Latest Nimble Storage Array Combines Flash Performance With HDD Capacity
Adaptive Flash technology allocates storage resources dynamically, based on application performance needs
June 11, 2014
Flash-optimized storage provider Nimble Storage launched a new Adaptive Flash platform, which aims to combine the performance of flash-only arrays and the capacity of hybrid arrays, dynamically and intelligently allocating storage resources to meet diverse and stringent application demands on a single platform. The new platform also introduces the CS700 Series arrays and All-Flash Shelf to deliver up to 500,000 IOPS, 64 terabytes of flash and a petabyte of capacity.
Built on Nimble’s patented Cache-Accelerated Sequential Layout architecture the Adaptive Flash platform is engineered for performance and has integrated data protection and predictive support to seamlessly scale storage infrastructures. Also built into the platform is Infosight, the company's automated cloud-based management and support system, which will recommend the exact amount of resources required as application demands change within an enterprise.

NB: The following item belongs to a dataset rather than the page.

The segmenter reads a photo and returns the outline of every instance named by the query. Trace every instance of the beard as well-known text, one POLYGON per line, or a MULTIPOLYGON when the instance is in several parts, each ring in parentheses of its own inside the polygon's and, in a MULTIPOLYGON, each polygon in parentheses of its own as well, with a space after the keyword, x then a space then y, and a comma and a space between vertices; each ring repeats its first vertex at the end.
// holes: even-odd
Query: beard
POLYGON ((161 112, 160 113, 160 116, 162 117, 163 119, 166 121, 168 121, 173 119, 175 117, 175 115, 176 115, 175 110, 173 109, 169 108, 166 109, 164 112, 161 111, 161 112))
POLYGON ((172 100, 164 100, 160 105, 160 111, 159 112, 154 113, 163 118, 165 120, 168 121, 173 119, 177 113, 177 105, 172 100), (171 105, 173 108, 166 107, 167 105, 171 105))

The rising adoption of all-flash storage has been leveraged with the price-performance argument that changes the economic discussion from raw capacity to dollars per IOP. Modern IT requirements and the need to both reduce latency and increase performance have all-flash arrays balancing a changing workload of I/O profiles and service levels.
San Jose, California-based Nimble went public late last year among a flurry of other storage-related funding announcements and IPOs from rivals Violin Memory, Fusion-io and Pure Storage. Outside of these smaller vendors, incumbents like EMC have purchased rack-scale flash startup DSSD, and HP recently pushed down the cost of its all-flash 3PAR arrays. Nimble has done quite well since its IPO, with more than 1,200 customers deploying its scale-out storage architecture and more than 200 enterprise customers implementing its SmartStack converged infrastructure solution.
“The battle between all-flash and hybrid flash array vendors will continue to rage for at least the next several years," said Eric Burgener, research director at IDC. "Application workloads that require lots of performance and relatively little capacity will migrate more towards all-flash array architectures, and those applications that require lots of capacity and relatively less performance will probably find hybrid array architectures more cost-effective. Solutions like Nimble's new CS700 and All-Flash Shelf give customers significant leeway in establishing the ratio between SSDs and HDDs to offer the flexibility necessary to accommodate a wide range of mixed data center workloads.”
Nimble says the new CS700 Series array can handle a variety of performance-intensive enterprise workloads, such as large-scale VDI deployments and high transaction-volume databases, as well as other performance-intensive server virtualization workloads, such as Microsoft Exchange. The new All-Flash Shelf provides the flexibility to scale flash gradually up to 16 TB per node or 64 TB in a 4-node scale-out cluster.